Num telejornal, foi perguntado a uma licenciada em farmácia por que razão quem toma Aspirina para prevenir problemas cardíacos deve optar pela de cem miligramas em vez da de quinhentos. Ela respondeu que esta (a de 500) não faz efeito porque não é tão forte (como a de 100, note-se)!

Anónimo disse...

Infelizmente, estes casos, e outros, vêm demonstrar a pobreza franciscana do nosso ensino e a conivência de várias tutelas ministeriais na sua manutenção, fiéis, ao princípio, pelos vistos, de quanto pior melhor para numa atitude messiânica se arvorarem em salvadores de uma pátria em que os caboucos de uma boa instrução primária (actual 1.º ciclo do ensino básico) deixaram de suportar o peso de estudos subsequentes, inclusivamente estudos universitários.

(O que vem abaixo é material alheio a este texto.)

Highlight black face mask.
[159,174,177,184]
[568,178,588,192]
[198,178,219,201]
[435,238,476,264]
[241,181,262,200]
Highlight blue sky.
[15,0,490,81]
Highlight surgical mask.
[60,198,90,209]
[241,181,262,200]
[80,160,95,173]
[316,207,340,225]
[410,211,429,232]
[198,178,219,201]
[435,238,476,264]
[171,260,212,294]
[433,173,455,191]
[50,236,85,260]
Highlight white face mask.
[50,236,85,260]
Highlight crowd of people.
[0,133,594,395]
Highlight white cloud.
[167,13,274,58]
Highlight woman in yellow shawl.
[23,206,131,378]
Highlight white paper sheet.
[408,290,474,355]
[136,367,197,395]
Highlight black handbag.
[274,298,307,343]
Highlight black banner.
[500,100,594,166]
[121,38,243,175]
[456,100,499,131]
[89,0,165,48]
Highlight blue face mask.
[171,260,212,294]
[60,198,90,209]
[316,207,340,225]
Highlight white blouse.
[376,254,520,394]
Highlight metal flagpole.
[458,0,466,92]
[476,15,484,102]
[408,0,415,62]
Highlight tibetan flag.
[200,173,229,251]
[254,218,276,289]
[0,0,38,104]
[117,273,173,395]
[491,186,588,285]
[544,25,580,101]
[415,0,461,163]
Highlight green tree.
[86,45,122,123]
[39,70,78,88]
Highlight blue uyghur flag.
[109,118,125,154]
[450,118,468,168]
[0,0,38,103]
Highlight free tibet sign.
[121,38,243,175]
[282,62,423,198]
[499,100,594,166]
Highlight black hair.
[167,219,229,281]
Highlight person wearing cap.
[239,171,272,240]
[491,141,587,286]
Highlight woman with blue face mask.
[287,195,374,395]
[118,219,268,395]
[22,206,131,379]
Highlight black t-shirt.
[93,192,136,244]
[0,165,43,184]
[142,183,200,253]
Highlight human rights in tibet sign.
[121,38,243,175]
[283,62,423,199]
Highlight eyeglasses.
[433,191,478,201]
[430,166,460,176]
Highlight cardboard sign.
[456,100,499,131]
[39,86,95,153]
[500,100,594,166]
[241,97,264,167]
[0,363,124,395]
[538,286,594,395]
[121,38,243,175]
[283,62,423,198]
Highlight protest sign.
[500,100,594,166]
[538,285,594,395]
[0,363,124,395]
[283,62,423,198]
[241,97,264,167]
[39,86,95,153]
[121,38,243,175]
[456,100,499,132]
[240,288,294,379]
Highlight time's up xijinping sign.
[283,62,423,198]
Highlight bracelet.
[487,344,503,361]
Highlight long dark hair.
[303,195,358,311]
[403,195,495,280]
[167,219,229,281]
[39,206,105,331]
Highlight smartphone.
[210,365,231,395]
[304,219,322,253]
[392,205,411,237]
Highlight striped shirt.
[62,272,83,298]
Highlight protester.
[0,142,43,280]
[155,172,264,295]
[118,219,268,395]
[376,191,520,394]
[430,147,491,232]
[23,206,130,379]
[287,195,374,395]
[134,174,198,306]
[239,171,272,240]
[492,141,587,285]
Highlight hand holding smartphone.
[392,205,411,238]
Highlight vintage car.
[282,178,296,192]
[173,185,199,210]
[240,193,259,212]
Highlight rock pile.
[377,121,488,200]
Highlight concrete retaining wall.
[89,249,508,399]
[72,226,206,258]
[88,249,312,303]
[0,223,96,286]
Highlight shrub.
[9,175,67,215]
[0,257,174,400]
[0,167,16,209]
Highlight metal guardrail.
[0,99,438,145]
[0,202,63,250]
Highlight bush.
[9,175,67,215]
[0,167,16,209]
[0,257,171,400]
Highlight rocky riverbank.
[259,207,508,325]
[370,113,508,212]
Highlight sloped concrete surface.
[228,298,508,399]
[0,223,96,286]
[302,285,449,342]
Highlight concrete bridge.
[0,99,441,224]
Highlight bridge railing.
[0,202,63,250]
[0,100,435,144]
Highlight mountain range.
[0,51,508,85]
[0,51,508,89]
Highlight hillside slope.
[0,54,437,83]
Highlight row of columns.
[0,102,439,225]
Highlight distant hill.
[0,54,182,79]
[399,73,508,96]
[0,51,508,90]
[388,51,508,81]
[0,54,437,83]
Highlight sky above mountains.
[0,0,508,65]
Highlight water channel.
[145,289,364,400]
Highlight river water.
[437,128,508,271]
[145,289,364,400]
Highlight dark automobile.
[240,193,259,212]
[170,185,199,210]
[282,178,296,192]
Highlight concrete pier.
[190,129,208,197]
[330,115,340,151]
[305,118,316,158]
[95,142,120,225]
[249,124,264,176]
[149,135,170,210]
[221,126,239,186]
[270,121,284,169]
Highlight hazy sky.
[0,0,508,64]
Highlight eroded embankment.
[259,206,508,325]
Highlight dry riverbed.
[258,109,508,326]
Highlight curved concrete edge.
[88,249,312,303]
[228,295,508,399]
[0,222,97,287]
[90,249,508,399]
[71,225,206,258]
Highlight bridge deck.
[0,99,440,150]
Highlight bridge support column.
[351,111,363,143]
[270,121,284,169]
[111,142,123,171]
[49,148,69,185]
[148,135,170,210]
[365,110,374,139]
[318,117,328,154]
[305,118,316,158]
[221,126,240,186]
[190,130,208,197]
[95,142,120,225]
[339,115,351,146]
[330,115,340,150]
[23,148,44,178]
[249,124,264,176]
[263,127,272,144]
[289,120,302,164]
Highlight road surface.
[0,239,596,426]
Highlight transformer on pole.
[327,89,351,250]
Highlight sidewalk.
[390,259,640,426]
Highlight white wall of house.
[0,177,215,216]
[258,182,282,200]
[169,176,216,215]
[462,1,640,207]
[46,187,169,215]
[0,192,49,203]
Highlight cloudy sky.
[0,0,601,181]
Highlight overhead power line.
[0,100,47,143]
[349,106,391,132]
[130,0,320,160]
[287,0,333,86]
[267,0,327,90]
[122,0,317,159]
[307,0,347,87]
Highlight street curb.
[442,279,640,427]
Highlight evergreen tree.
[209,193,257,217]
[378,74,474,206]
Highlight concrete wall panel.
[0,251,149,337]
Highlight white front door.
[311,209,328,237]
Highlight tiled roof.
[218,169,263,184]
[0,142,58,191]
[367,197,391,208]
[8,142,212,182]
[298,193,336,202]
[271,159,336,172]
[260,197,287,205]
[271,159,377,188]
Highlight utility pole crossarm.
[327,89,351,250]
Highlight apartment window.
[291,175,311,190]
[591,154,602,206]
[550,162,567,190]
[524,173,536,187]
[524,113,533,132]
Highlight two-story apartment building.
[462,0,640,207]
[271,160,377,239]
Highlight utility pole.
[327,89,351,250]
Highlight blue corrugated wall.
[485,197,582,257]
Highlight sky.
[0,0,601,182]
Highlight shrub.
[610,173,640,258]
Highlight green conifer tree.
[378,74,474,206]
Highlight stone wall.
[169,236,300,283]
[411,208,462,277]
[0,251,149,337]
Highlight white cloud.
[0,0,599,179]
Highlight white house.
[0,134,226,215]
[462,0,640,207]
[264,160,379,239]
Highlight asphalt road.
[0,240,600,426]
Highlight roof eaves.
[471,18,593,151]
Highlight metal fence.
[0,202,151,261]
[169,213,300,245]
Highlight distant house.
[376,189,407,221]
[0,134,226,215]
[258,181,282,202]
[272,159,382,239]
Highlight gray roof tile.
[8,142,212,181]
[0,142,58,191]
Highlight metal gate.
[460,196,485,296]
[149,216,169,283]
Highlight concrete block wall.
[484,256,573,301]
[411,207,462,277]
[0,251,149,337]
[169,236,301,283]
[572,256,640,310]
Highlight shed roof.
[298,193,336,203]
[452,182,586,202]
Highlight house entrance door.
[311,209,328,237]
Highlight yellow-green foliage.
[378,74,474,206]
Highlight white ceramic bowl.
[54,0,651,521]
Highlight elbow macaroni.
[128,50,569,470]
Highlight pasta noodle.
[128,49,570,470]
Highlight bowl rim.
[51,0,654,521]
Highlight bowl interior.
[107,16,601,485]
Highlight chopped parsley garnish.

Aliás, aos exemplos trazidos por Daniel de Sá, numa atitude de responsabilidade cívica de louvar, acrescento parte de um texto por mim publicado no "Diário de Coimbra", em 20 de Fevereiro de 2003, intitulado "O Estado da Educação em Portugal": "Alunos da Faculdade de Letras de Lisboa são entrevistados [Jornal Nacional da TVI, 29.Janeiro.2003] a fim de responderem a perguntas comezinhas relacionadas com Literatura, i.e.,os autores de "Os Maias" e de "A Cidade as Serras ou, ainda, a grafia da palavra "assessoria". As respostas dadas não deixam lugar a dúvidas. Os alunos universitários interrogados mostraram um ignorância confrangedora. Um deles, atribui a autoria de "Os Maias" a Egas Moniz, deixando a alternativa da escolha: Egas Moniz, do século XII, fidalgo, exemplo de honradez, ou Egas Moniz, Prémio Nobel, 1949? Um outro, disse escrever-se a palvra assessoria com dois esses e um cê cedilhado!O facto destes alunos trazerem atrás de si vários diplomas que os habilitaram para a respectiva frequência, justifica o remoque do falecido Francisco de Sosa Tavares, quando, com pena impiedosa, deixou escrito: 'Estamos não a formar um País de analfabetos, como até aqui, mas um País de burros diplomados'". É este o verdadeiro "Estado de Sítio" do Sistema Educativo Nacional. As mentes brilhantes que o excepcionam, são isso mesmo: excepções que confirmam uma regra confrangedora de um ensino que não presta e que, por isso, nos deve envergonhar a todos nós, mesmo aqueles que com ele não pactuam. E não pactuar é precisamente apresentar exemplos que diagnostiquem o seu estado mórbido que não cede a aspirinas de cem ou quinhentas miligramas!...

Anónimo disse...

Mal andaria com a minha consciência, se não acrescentasse ao nomes de Carlos Fiolhais e Nuno Crato, os nomes de Filomena Mónica e Desidério Murcho. Aliás, citados no meu artigo com toda a justiça pelo contributo que têm dado para uma Educação melhor. Aqui fica a devida rectificação que tenho como da maior justiça. Aliás, as citações referidas, só por si, foram esse tributo público que lhes prestei, mas que ficaria incompleto sem este acrescento.